Debugging ohne Prompt-Pingpong
- Exakte Fehlermeldung sichern
- Minimalen reproduzierbaren Ablauf notieren
- Letzten funktionierenden Stand bestimmen
- Konsole, Netzwerk und Serverlog trennen
- Eine Ursache als Hypothese formulieren
- Gezielten Test vor der nächsten Änderung definieren
Fordere bei jeder Hypothese eine überprüfbare Beobachtung aus Log, Test oder Quellcode. Aussagen wie „wahrscheinlich ein Cache-Problem“ sind erst nützlich, wenn ein Experiment sie von anderen Ursachen unterscheidet. Lösche temporäre Logs nach der Diagnose oder gestalte sie datenschutzkonform, damit Debugging keine sensiblen Informationen dauerhaft in Produktion hinterlässt.
Wann ist eine KI-Änderung fertig?
- Akzeptanzkriterien sind nachweislich erfüllt.
- Relevante automatische Tests laufen.
- Happy Path und wichtigster Fehlerfall wurden visuell geprüft.
- Keine neuen Konsolen- oder Netzwerkfehler.
- Diff enthält keine unbeabsichtigten Nebenänderungen.
- Rollback-Weg ist klar.
Die Definition of Done sollte auch den Betrieb abdecken: Migration rückwärts kompatibel, Monitoring angepasst, Supporttext aktualisiert und Rückrollweg geprüft. Nicht jeder Punkt gilt für jede Änderung. Entscheidend ist, die Liste nach Risiko zu verkleinern, statt sie pauschal zu ignorieren, weil ein umfangreicher Standardprozess im Alltag zu schwer wäre.
Ein kompaktes Review-Protokoll für Agenten-Änderungen
Vier kurze Nachweise reichen oft, um eine Änderung später sicher zu verstehen und weiterzuführen.
- Ziel und Akzeptanzkriterien sind im Commit oder in der zugehörigen Aufgabe nachvollziehbar.
- Der Diff enthält keine unerklärten Dateien, Abhängigkeiten oder Formatierungsänderungen.
- Automatische Tests und ein manueller Kernablauf wurden mit Ergebnis dokumentiert.
- Bekannte Grenzen, verbleibende Risiken und ein Rückrollweg sind ausdrücklich benannt.
Das Protokoll muss kein langes Dokument sein. Eine präzise Commit-Beschreibung oder ein kurzer Abschnitt in der Aufgabe genügt, solange eine andere Person das Ergebnis reproduzieren kann. Besonders wichtig sind negative Informationen: Welche Alternative wurde verworfen, welcher Randfall bleibt offen und warum ist die aktuelle Lösung für den gegebenen Umfang vertretbar?

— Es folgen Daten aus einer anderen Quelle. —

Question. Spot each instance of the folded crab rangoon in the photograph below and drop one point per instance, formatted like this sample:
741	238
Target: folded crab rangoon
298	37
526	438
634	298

Bewahre auch fehlgeschlagene Prüfergebnisse in knapper Form auf. Wenn ein Test wegen einer bekannten externen Abhängigkeit nicht laufen konnte, ist das kein grüner Nachweis und darf nicht stillschweigend verschwinden. Markiere den offenen Punkt mit Verantwortlichem und Termin. So verhindert der Workflow, dass Zeitdruck eine unbekannte Lücke in eine vermeintlich abgeschlossene Änderung verwandelt.
Überprüfe regelmäßig, ob der Prozess tatsächlich kleinere Fehler und schnellere Reviews erzeugt. Wenn Protokolle nur kopiert werden, aber niemand offene Risiken verfolgt, reduziere die Vorlage auf die entscheidenden Felder. Ein guter Workflow macht Unsicherheit sichtbar und erleichtert Entscheidungen; er soll keine zusätzliche Dokumentationsschicht ohne Wirkung schaffen. Besprich wiederkehrende Lücken im nächsten Team-Rückblick und passe die Prüfschritte an.
Häufige Fragen
FAQ
Wie groß sollte ein Auftrag an einen Coding-Agenten sein?

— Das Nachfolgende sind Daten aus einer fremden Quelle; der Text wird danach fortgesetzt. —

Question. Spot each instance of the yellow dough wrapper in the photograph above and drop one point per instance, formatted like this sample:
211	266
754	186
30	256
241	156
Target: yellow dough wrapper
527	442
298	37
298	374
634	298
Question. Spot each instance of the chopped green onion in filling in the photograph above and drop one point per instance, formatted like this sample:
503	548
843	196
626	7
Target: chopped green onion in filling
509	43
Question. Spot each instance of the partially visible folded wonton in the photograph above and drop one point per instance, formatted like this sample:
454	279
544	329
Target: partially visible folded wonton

So klein, dass du das Ergebnis in einem Diff verstehen und mit einem klaren Ablauf testen kannst. Ein vollständiger Nutzerfluss ist eine gute Einheit.
Soll die KI selbst Tests schreiben?
Ja, aber du definierst, welches Verhalten abgesichert werden muss, und kontrollierst, ob die Tests tatsächlich den Fehler erkennen.

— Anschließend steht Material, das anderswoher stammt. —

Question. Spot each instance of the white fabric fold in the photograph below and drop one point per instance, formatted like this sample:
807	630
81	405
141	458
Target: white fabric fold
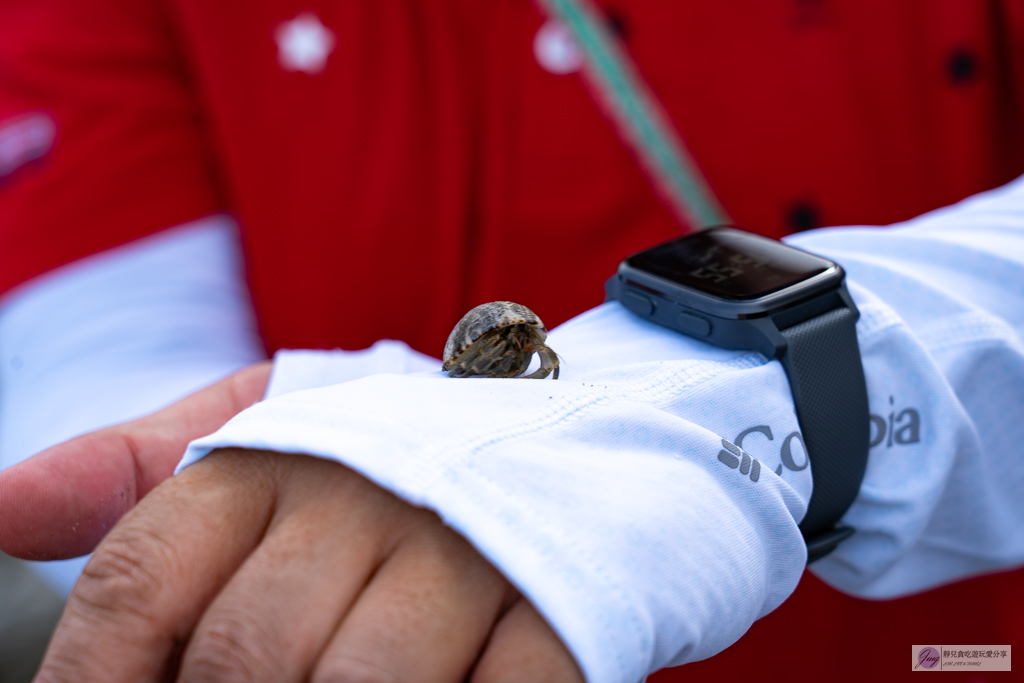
602	495
117	336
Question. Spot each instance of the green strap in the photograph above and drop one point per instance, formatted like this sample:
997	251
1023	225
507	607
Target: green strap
639	116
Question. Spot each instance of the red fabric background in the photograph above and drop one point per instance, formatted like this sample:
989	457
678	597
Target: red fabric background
434	165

Wie verhindere ich, dass der Agent zu viel ändert?
Nenne relevante Dateien und Nicht-Ziele, verlange zuerst einen Plan und prüfe nach der Umsetzung Dateiliste und Diff.
Wie groß sollte ein einzelner Schritt im KI-Coding-Workflow sein?
Er sollte ein beobachtbares Verhalten vollständig ändern und noch in einem konzentrierten Review verständlich bleiben. Wenn mehrere unabhängige Akzeptanzkriterien, Migrationen und Oberflächen betroffen sind, teile die Arbeit in nacheinander testbare Schritte.